Image by Shannon Tofts
My collection explores the boundaries between nature and urban architecture, specifically the beautiful patterns created by natural erosion. An initial walk up Calton Hill last autumn drew my attention to the incredible patterns created on dock leaves as they decayed and changed colour. Later explorations of the East Neuk coast, then walks along the canal and the Water of Leith during lockdown led me to recognise those self-same patterns replicated elsewhere.
In particular, I noticed the forms I had first taken from the dock leaves were repeated in the many negative spaces created by natural erosion, such as between the bricks in buildings and on rusty mooring rings. These shapes and spaces that were once straight, accurate and unfailingly perfect have become, in my eyes, all the more beautiful for the multitude of imperfections that erosion and decay have bestowed upon them.

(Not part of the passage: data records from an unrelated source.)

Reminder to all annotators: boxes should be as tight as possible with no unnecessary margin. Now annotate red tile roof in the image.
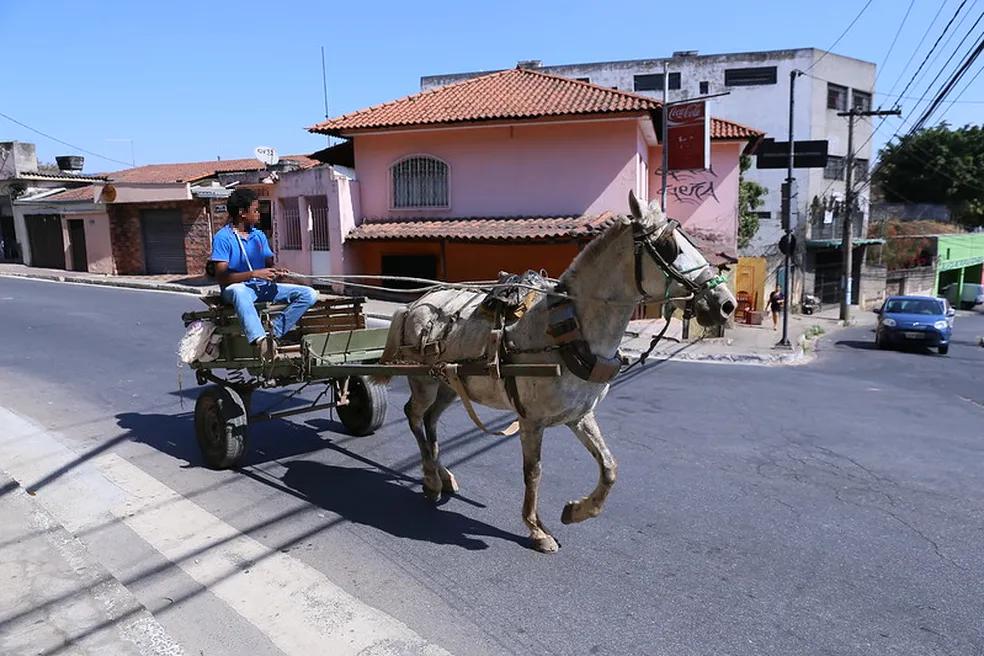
[346,213,613,241]
[107,155,320,183]
[41,185,96,203]
[308,68,763,139]
[346,212,738,266]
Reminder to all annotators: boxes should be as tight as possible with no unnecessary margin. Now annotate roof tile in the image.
[308,68,762,139]
[107,155,320,184]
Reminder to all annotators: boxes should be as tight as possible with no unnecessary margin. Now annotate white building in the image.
[420,48,875,254]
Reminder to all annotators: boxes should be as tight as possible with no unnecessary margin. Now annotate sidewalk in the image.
[622,307,875,365]
[0,264,874,365]
[0,264,219,296]
[0,472,184,656]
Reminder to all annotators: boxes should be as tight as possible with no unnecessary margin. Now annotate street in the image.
[0,279,984,656]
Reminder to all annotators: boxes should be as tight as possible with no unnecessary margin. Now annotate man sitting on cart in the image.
[211,189,318,361]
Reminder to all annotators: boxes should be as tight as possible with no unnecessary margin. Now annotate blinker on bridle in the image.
[632,219,728,297]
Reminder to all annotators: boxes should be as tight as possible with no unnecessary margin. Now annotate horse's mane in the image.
[560,215,632,285]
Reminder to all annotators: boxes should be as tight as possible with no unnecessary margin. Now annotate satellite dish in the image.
[253,146,280,166]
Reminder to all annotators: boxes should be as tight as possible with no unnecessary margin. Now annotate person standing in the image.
[769,282,786,330]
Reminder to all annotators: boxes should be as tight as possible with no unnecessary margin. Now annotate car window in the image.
[885,298,944,314]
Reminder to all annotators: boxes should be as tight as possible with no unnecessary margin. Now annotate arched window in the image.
[390,155,448,209]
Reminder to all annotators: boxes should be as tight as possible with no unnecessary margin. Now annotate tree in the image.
[738,155,769,248]
[874,123,984,226]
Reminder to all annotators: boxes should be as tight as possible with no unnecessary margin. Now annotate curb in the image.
[0,471,186,656]
[0,271,209,296]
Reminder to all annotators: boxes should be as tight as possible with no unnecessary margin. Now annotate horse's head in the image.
[629,191,736,327]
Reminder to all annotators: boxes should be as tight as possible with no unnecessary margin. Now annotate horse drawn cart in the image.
[182,294,560,469]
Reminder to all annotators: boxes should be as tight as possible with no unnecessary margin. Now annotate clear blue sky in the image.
[0,0,984,172]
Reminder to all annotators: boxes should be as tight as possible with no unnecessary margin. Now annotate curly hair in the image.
[226,189,256,221]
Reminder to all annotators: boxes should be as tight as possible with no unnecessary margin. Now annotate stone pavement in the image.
[0,472,184,656]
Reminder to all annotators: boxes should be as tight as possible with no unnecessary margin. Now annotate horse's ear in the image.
[629,189,642,220]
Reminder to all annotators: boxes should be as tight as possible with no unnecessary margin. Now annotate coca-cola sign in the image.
[666,101,711,171]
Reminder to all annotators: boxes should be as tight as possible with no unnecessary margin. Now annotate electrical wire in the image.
[803,0,872,73]
[0,112,133,168]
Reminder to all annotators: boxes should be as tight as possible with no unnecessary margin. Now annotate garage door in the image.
[24,214,65,269]
[140,210,188,273]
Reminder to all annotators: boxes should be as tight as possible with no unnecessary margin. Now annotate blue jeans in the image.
[222,278,318,343]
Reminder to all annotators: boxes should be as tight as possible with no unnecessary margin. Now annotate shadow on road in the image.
[281,460,529,551]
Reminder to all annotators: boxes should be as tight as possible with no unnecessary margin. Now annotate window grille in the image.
[827,82,847,112]
[390,156,448,209]
[632,73,680,91]
[306,196,331,251]
[280,197,301,251]
[851,89,871,112]
[724,66,776,87]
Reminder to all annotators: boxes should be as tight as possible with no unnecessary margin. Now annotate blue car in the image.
[875,296,954,355]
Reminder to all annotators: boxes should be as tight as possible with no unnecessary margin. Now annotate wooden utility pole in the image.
[837,107,902,322]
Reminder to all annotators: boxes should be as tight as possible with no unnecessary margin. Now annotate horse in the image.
[377,192,736,553]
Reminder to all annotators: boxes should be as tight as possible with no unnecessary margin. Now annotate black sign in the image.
[755,139,828,169]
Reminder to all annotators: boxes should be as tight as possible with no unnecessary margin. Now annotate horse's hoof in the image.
[560,501,578,524]
[424,485,441,503]
[441,472,458,494]
[533,535,560,553]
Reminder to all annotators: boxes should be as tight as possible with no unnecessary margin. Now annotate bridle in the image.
[632,219,728,302]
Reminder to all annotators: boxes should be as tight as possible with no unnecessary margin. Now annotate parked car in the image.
[875,296,954,355]
[940,282,984,310]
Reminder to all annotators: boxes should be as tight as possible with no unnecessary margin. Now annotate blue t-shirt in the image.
[211,225,273,273]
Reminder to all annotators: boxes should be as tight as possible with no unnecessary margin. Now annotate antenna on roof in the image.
[321,46,331,146]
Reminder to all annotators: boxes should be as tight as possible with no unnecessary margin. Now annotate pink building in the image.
[298,68,762,280]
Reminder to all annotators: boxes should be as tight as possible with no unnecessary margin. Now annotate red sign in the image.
[666,101,711,171]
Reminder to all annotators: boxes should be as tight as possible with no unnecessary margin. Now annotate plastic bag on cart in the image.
[178,319,222,364]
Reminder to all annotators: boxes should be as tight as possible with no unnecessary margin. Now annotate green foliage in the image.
[868,220,963,269]
[738,155,769,248]
[874,123,984,226]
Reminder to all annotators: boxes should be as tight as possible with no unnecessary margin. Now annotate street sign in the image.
[755,139,828,169]
[253,146,280,166]
[666,101,711,171]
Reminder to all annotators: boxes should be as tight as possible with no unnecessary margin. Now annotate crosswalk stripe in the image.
[95,454,447,656]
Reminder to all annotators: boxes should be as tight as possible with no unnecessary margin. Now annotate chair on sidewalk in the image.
[735,291,753,323]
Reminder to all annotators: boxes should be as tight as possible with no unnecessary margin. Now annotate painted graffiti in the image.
[656,169,721,205]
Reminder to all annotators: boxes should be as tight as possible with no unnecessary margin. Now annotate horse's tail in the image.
[369,308,407,385]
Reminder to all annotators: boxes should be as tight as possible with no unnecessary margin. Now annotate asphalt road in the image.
[0,279,984,656]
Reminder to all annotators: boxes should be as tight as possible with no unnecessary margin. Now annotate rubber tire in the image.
[335,376,388,437]
[195,385,249,469]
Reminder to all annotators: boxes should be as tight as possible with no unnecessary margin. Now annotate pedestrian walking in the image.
[769,282,786,330]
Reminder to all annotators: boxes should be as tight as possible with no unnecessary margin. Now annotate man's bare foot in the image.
[256,335,277,363]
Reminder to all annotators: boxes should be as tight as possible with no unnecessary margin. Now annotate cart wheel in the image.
[195,386,249,469]
[335,376,387,436]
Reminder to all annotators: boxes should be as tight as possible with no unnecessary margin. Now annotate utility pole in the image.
[837,107,902,322]
[776,68,802,348]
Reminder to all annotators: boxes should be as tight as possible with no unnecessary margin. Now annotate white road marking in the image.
[96,454,447,656]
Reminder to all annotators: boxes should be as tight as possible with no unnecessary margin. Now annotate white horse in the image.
[372,193,735,553]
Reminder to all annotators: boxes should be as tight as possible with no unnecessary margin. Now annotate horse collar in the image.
[547,285,622,383]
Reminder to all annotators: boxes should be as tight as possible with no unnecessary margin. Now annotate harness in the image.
[540,219,727,384]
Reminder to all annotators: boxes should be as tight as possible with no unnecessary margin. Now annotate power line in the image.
[803,0,872,73]
[908,36,984,134]
[0,112,131,168]
[872,0,916,86]
[896,11,984,133]
[899,0,967,109]
[888,1,946,96]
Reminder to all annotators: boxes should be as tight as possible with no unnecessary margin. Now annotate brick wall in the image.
[107,200,227,276]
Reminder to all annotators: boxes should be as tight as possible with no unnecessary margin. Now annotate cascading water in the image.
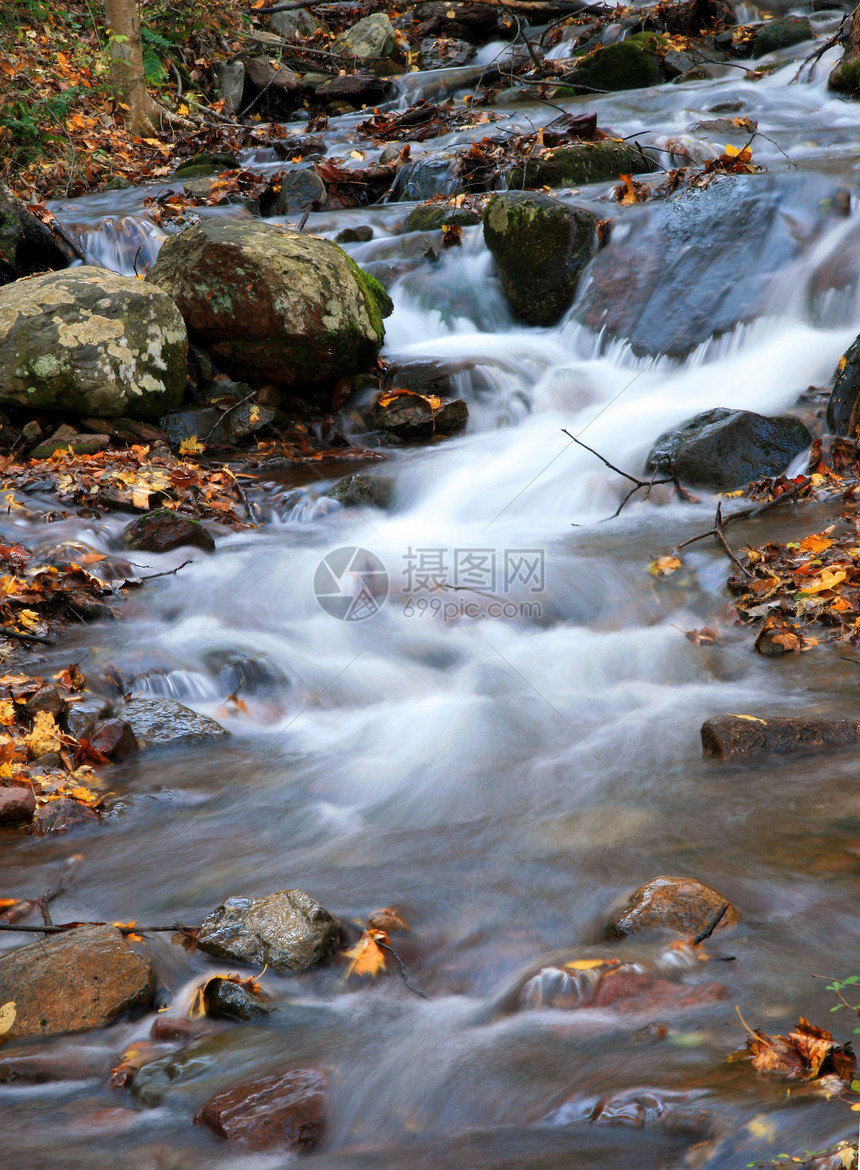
[0,18,860,1170]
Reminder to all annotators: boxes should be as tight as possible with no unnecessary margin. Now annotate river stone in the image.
[194,1068,329,1152]
[0,786,36,825]
[564,33,666,90]
[147,219,392,393]
[606,876,741,938]
[483,191,597,325]
[0,925,154,1044]
[508,142,656,191]
[115,697,229,748]
[827,337,860,439]
[646,407,812,491]
[0,183,71,284]
[331,12,394,61]
[119,508,215,552]
[0,267,188,418]
[198,889,340,971]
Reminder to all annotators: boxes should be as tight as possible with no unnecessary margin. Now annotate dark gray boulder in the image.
[646,407,812,491]
[483,191,597,325]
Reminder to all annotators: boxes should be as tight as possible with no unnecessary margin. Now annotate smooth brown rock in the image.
[90,720,137,759]
[701,715,860,759]
[606,875,741,938]
[0,787,36,825]
[0,927,153,1044]
[194,1068,329,1152]
[33,797,98,837]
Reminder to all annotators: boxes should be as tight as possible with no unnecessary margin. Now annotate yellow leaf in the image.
[344,930,388,979]
[0,999,18,1035]
[25,711,62,759]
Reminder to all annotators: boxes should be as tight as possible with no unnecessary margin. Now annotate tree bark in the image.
[104,0,156,136]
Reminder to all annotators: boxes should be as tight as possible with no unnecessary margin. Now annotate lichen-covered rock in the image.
[565,33,666,90]
[606,875,741,938]
[0,927,154,1044]
[0,267,187,418]
[116,697,229,748]
[646,407,812,491]
[331,12,394,61]
[508,142,656,191]
[483,191,597,325]
[198,889,340,971]
[147,219,392,393]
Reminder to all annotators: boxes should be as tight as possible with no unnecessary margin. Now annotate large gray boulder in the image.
[146,219,392,393]
[198,889,340,971]
[331,12,394,61]
[0,267,188,418]
[483,191,597,325]
[0,927,154,1044]
[646,407,812,491]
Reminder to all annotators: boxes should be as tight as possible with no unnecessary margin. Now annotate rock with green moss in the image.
[0,267,188,418]
[565,33,666,90]
[146,220,392,395]
[483,191,597,325]
[508,142,656,191]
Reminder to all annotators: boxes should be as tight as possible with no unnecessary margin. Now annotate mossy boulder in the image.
[508,142,656,191]
[146,220,392,393]
[565,33,666,90]
[483,191,597,325]
[0,267,188,418]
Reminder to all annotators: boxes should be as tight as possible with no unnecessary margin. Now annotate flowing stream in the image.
[0,13,860,1170]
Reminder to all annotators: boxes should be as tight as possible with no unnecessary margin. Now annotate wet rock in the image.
[483,191,597,325]
[0,927,154,1044]
[206,978,271,1021]
[701,715,860,759]
[0,183,74,284]
[264,164,328,215]
[329,472,394,508]
[335,223,373,243]
[33,800,98,837]
[565,33,666,90]
[578,174,814,357]
[90,720,137,759]
[751,16,812,57]
[116,698,229,749]
[215,61,245,113]
[606,876,741,938]
[23,682,66,718]
[331,12,394,61]
[63,694,110,739]
[194,1068,329,1152]
[0,266,187,418]
[269,8,326,41]
[198,889,340,971]
[419,36,475,69]
[508,142,656,191]
[646,407,812,491]
[30,434,110,459]
[119,508,215,552]
[0,787,36,825]
[827,337,860,439]
[147,220,392,394]
[405,204,481,232]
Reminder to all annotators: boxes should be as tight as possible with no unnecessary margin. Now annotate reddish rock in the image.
[90,720,137,759]
[33,797,98,837]
[0,787,36,825]
[589,970,729,1013]
[606,875,741,938]
[194,1068,329,1152]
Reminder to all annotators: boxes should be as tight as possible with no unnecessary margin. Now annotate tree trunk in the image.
[104,0,156,136]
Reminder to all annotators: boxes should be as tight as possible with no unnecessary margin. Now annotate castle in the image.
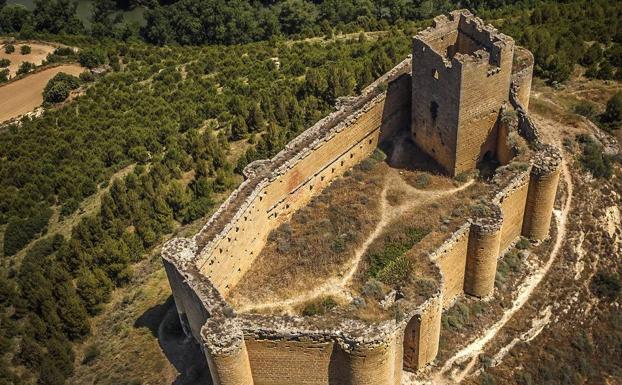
[162,10,561,385]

Taking this counter-intuitive beauty as my inspiration, I have channelled it into a positive and integral component of my work. I have tried to recreate the wonder of these spaces by etching brass and silver tubes with these intricate patterns. Additionally, each piece has been specifically designed to subtly yet relentlessly change while being worn.
For example, the movable parts contained in the rings, necklaces and earrings I have crafted change position in harmony with the motions and gestures of the wearer. At the same time, the different environments in which the pieces are worn (indoors or outdoors, bright light or dim) alters their colours and tone. Some sections of the silver have been highly polished to mirror the light and colour surrounding them, while others remain more stubborn and steadfast.
In this way, I have tried to create a range of jewellery that is as vibrant and dynamic as the natural world all around us – and as eye-catching as its raw, restless and ever-evolving beauty.